Dominant in the World Endurance Championship, yet Ferrari is failing in Formula 1. Why?
One has to wonder what’s going down at Ferrari. Except for Lewis Hamilton’s shock sprint race win in off pole position in China and one other podium for Charles Leclerc along the way, the Formula 1 team seems to have lost the plot.
At the same time, however, AF Corse Ferrari seems unable to put a foot wrong in the World Endurance Championship. The red and yellow cars quite literally have the combined might of Toyota, Porsche, BMW, Cadillac, Alpine Renault, Peugeot and Aston Martin on their knees in a crushing performance so far.
Now the Ferrari 499Ps
head for Le Mans looking for a hat trick off a hat trick of wins in the three races of this 2025 season.
Enzo Ferrari was a journeyman driver
Ferrari is Formula 1, they say. Steeped in legend, it’s the only team that’s been there all the way since the second-ever Grand Prix at Monaco 75 years ago next week. Enzo Ferrari was something of a journeyman driver, with sporadic success. Until he started his own team at the end of 1929. The rest is, well, history…
Enzo built his first Ferrari, a 166 sportscar in 1947. The first supercharged 1500 cc V12 single seater 125 followed the next year, of which four first raced in F1 at Monaco 1950. In the 75 years since, Ferrari only won sixteen F1 Constructors, and fifteen World Drivers championships. With Alberto Ascari, Juan Manuel Fangio, Mike Hawthorn, Phil Hill, John Surtees, Niki Lauda, Jody Scheckter, Michael Schumacher and Kimi Räikkönen.
Kimi last won the title in 2007. Eighteen years ago, to be precise.

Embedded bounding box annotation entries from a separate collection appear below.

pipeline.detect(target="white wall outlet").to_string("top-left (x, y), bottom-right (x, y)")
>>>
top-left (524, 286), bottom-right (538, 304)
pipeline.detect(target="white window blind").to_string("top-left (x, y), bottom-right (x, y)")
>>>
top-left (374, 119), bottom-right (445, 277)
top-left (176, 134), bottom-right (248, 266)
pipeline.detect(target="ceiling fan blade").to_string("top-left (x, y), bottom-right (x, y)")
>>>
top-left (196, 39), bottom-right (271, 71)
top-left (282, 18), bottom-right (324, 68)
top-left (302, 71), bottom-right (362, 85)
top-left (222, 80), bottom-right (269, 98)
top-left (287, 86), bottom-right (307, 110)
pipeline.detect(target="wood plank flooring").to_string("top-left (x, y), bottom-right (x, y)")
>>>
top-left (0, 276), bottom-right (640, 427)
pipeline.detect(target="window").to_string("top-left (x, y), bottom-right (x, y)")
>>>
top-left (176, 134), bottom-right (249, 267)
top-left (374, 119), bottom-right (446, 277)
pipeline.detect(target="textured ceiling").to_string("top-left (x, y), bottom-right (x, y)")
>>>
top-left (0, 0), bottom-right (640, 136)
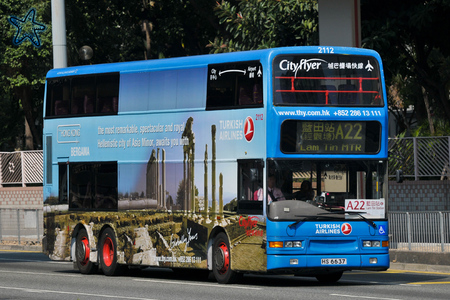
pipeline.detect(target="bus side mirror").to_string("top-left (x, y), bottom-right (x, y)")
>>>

Fast approaching Maranello’s spectacular 21 year winless record between Scheckter in ‘79 and Schumacher in 2000. In spite of superstar signings Fernando Alonso, Sebastian Vettel, and now Hamilton, et al. It was no different in the hiatus between Scheckter and Schumacher with the very well proven likes of Prost, Mansell and other greats failing to make the Ferrari bacon.
Amato Ferrari was also a journeyman driver
No relation to Enzo, Amato Ferrari was also a journeyman driver in European Formula 3. He later defected to the British and Italian Touring Car championships. Amato scored the occasional podium over his racing decade in the late ‘80s and early 1990s. He hung up his helmet in ‘95 to concentrate on managing his Italian Superturismo team until that series ended in 1999.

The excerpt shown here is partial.